Client: Whole Foods Market

Location: Kahala, United States

Completion date: 2015

Project Team

Interior Designer

Paul Geary

Whole Foods Market

Industry Resource

Nicomia

Artist

Clark Little

Interior Designer

Carlo Carbajal

​​​​​​​​​​Dcorum Retail Decor Design

Overview

The mural at Puka's Bar and Restaurant in Whole Foods Kahala is a lighted mosaic comprised of 125 individually backlit acrylic panels, which climb the wall and spill over the ceiling of the seating area, in the suggestion of a curling wave.
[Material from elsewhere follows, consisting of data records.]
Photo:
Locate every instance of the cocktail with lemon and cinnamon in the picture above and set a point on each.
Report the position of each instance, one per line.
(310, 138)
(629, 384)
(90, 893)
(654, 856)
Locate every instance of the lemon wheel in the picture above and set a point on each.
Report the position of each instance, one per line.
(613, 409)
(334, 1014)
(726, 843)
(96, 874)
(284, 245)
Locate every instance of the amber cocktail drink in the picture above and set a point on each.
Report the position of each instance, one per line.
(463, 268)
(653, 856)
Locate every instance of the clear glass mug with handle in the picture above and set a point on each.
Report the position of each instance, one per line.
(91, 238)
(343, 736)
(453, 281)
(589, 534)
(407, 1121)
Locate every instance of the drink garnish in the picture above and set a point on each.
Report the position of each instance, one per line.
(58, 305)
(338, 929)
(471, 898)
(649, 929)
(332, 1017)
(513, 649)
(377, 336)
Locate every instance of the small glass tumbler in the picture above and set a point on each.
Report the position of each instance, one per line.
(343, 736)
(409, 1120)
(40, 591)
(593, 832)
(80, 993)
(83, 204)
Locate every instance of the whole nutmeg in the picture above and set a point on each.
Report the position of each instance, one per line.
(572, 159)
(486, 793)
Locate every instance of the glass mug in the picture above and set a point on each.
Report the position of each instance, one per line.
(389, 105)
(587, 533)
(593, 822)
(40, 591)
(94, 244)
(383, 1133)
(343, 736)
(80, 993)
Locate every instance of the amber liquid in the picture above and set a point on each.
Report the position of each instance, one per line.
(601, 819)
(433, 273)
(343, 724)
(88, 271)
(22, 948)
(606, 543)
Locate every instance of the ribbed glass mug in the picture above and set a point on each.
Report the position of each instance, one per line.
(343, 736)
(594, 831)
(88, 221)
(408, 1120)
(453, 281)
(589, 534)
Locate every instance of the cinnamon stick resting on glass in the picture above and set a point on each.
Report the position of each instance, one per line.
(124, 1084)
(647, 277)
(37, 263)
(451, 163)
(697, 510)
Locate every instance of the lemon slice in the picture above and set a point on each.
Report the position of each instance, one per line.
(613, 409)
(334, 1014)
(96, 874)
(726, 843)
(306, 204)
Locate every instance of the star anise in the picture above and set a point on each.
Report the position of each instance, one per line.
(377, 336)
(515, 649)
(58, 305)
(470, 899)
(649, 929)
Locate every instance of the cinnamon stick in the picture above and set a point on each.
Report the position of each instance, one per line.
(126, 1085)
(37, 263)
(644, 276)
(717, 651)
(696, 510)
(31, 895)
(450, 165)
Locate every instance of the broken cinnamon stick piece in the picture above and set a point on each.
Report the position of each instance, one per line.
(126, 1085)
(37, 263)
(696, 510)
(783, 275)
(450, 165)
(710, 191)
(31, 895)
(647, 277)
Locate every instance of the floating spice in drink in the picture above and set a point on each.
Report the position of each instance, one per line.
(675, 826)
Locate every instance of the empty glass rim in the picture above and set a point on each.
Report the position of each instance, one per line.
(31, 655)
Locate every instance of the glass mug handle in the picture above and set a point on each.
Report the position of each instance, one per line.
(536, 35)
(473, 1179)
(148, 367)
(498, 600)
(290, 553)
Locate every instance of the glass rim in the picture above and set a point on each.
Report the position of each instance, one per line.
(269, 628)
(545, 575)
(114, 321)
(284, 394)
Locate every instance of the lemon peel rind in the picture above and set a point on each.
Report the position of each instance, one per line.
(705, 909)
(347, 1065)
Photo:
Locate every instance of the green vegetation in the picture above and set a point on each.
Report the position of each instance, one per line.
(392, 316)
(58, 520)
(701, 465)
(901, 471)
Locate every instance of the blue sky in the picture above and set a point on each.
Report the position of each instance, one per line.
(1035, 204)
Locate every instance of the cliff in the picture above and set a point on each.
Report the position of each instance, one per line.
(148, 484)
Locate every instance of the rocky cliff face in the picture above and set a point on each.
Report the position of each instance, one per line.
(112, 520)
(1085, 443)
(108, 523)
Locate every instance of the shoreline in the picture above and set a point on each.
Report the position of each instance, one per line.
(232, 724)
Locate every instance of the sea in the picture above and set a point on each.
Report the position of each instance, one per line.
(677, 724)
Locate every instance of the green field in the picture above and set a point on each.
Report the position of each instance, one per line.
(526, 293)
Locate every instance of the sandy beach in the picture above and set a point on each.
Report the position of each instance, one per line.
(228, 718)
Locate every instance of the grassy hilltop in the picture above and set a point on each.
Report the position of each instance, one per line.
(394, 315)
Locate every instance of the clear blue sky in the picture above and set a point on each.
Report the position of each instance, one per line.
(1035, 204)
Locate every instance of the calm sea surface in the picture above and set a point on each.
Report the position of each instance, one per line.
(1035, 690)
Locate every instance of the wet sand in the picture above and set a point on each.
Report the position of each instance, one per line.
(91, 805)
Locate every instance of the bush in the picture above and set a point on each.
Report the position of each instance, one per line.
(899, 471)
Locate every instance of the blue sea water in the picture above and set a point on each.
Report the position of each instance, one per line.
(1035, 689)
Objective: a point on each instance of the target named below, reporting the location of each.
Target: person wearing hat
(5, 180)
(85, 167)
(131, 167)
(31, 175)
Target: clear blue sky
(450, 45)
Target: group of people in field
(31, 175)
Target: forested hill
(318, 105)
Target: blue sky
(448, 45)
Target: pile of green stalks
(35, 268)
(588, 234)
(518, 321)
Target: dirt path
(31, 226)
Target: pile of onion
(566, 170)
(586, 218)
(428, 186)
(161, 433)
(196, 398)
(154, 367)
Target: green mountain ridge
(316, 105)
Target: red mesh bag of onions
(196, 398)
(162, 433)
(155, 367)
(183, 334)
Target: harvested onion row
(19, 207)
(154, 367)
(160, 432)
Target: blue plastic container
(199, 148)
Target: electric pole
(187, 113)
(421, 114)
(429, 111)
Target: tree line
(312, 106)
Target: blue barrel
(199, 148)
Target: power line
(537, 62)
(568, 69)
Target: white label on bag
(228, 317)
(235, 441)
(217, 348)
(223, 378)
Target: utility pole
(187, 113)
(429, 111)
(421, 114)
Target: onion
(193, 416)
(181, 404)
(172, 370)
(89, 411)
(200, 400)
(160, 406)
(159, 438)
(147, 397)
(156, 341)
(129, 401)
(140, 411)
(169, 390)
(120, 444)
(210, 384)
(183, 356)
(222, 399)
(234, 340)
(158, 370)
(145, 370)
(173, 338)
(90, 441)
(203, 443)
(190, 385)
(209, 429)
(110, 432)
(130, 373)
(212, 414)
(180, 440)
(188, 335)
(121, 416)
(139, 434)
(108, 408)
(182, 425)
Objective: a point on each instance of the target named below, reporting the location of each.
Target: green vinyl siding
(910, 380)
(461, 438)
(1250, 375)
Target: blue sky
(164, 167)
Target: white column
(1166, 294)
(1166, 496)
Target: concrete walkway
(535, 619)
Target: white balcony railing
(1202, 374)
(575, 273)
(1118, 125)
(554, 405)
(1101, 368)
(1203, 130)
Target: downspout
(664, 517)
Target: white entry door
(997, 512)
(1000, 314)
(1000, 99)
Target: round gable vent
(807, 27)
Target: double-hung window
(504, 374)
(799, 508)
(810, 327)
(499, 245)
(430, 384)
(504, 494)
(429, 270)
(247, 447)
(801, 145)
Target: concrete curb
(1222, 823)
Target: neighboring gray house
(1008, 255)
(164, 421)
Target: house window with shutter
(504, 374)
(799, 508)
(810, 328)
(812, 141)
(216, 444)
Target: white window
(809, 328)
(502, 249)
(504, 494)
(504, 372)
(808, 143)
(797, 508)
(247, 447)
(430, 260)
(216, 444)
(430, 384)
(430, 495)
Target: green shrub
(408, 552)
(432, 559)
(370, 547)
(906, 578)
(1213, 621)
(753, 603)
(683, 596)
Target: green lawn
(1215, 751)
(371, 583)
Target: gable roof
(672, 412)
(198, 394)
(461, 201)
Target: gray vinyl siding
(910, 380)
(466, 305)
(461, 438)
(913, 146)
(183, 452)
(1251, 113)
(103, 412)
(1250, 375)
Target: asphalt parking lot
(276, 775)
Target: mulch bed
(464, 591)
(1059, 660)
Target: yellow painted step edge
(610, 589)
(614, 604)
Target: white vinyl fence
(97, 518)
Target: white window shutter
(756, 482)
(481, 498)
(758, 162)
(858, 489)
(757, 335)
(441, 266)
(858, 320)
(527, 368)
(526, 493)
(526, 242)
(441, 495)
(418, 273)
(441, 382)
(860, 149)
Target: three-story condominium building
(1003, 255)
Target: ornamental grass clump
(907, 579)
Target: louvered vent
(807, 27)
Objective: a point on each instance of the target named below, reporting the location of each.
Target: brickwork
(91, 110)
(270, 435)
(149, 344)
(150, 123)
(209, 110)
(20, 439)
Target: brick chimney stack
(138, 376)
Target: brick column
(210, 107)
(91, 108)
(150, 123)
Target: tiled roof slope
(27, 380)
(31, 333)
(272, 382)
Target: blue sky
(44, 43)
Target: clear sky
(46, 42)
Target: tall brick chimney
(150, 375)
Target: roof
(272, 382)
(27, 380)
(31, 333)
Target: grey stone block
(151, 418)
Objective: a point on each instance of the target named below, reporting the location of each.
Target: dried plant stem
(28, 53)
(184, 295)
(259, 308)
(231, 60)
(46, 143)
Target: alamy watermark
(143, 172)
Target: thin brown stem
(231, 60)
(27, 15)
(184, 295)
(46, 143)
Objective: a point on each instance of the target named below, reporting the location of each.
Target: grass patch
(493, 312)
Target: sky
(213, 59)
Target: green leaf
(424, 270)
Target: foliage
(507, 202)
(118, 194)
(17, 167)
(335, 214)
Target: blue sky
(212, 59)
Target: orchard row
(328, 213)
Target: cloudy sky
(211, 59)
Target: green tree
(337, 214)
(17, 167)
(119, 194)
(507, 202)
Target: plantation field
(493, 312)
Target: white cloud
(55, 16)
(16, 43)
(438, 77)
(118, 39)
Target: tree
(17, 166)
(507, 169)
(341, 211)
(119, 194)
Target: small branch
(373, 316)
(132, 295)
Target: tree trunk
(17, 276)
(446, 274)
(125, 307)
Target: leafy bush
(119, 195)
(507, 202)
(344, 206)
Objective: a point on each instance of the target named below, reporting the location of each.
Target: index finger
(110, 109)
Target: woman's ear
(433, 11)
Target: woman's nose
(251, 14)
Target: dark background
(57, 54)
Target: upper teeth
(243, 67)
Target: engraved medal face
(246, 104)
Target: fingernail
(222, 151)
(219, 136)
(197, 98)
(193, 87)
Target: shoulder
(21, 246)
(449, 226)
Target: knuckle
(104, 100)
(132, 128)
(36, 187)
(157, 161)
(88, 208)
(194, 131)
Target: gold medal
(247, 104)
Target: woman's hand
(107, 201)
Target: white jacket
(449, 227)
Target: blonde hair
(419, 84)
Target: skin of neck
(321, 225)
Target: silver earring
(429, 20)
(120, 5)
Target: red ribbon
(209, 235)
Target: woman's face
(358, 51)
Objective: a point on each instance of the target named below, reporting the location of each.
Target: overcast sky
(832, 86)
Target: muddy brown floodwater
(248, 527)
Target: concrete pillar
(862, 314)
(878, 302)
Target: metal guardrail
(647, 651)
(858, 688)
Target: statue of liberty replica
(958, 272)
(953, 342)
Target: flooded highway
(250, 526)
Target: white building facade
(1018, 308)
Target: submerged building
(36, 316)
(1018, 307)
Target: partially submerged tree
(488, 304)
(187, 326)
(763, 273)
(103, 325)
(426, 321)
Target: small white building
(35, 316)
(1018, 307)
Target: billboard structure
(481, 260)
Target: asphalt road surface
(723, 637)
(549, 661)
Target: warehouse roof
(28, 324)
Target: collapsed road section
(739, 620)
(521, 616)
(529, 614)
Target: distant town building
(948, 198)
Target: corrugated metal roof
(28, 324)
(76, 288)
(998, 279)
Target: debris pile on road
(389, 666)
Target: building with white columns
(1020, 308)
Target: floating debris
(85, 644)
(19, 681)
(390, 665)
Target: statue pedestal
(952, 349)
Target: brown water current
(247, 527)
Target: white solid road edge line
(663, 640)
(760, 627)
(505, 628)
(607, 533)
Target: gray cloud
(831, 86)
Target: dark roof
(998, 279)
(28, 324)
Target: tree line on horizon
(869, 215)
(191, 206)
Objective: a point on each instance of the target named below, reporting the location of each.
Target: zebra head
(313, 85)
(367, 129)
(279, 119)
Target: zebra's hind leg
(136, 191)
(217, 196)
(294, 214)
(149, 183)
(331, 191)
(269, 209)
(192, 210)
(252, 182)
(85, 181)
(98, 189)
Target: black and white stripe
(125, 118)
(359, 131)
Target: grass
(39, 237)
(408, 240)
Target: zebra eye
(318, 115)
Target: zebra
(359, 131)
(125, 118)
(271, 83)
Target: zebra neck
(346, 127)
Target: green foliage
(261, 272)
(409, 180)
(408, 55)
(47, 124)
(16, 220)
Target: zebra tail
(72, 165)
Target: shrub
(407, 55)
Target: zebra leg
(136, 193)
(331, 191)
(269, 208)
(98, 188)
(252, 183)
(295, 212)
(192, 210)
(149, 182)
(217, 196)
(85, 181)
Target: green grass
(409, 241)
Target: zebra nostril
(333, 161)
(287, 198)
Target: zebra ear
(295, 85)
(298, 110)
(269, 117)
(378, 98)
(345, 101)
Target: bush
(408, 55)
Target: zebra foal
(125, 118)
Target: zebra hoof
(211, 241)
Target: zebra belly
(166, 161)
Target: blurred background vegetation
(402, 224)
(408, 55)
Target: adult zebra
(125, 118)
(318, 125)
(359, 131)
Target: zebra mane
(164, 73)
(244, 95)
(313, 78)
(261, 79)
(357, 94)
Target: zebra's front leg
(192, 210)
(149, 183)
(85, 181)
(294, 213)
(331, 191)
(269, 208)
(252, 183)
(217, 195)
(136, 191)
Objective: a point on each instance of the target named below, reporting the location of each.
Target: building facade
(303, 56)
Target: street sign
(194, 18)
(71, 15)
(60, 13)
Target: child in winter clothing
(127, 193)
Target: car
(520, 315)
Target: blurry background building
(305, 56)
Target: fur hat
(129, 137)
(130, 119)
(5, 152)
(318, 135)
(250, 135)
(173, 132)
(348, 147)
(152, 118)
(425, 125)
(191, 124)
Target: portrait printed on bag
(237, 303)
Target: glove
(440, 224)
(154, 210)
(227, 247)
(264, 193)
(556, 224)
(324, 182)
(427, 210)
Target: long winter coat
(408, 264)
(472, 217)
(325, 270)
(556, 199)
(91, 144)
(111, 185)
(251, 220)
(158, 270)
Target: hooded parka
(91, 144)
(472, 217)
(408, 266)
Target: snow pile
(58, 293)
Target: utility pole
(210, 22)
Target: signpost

The photograph is “Ocean Eagle” by world-renowned Hawaiian photographer Clark Little, showing a native Green Sea Turtle swimming behind a North Shore wave. The mural covers approximately 300 square feet of wall and ceiling.

Goals

Whole Foods Market is the anchor tenant for Kahala Mall in Honolulu, and from the beginning Puka's bar was imagined as a respite from the bright sun and hubbub of the mall. Originally the site of a tiny Cinnabon store, the space’s limitations in terms of size and lighting were seized on as assets, inspiring the store and the designers to market the bar as a cozy “hole-in-the-mall.” Following this idea, the lighted mural, which was originally conceived simply as a way to open up a dark alcove, began to be viewed as a way to impart a sense of hiding out in the deep, where it is cool and dark. There was also the desire to make a departure from the tropical décor that is typical of the region. The décor of the pub continues the underwater-cave theme, with dark cork walls, natural surfaces, and a dramatic color scheme that were chosen to accent the design piece. Architecture and other design elements carry the curling wave analogy.

Process

Art Director Paul Geary wanted to break up the image to add interest and further suggest the effect of fragmented light shining into the deep. Designer Carlo Carbajal developed a grid for the mosaic that would work for both the bar logo and the ceiling. They then came up with a size frequency for the diamond-shaped tiles that would continue the image and also introduce distribution changes—tighter and looser—to convey movement, turbulence. To keep individual LED lights from creating hot spots behind the panels, fabricator Nicomia engineered a system in which custom holders point lights in two directions, one through the panel, and the other at a 45-degree angle across the back of the panel, to eliminate any shadow. For the mural itself they turned to local photographer Clark Little for an ocean image containing enough texture and color variance for each panel, but which also had a central subject for focus. The “honu,” or Hawaiian sea turtle, is the ideal focal point for the mural, as it is familiar throughout the islands as a symbol of wisdom and luck. To counterpoint the realism of the photograph, an illustration is stenciled onto the photo panels, wall and ceiling.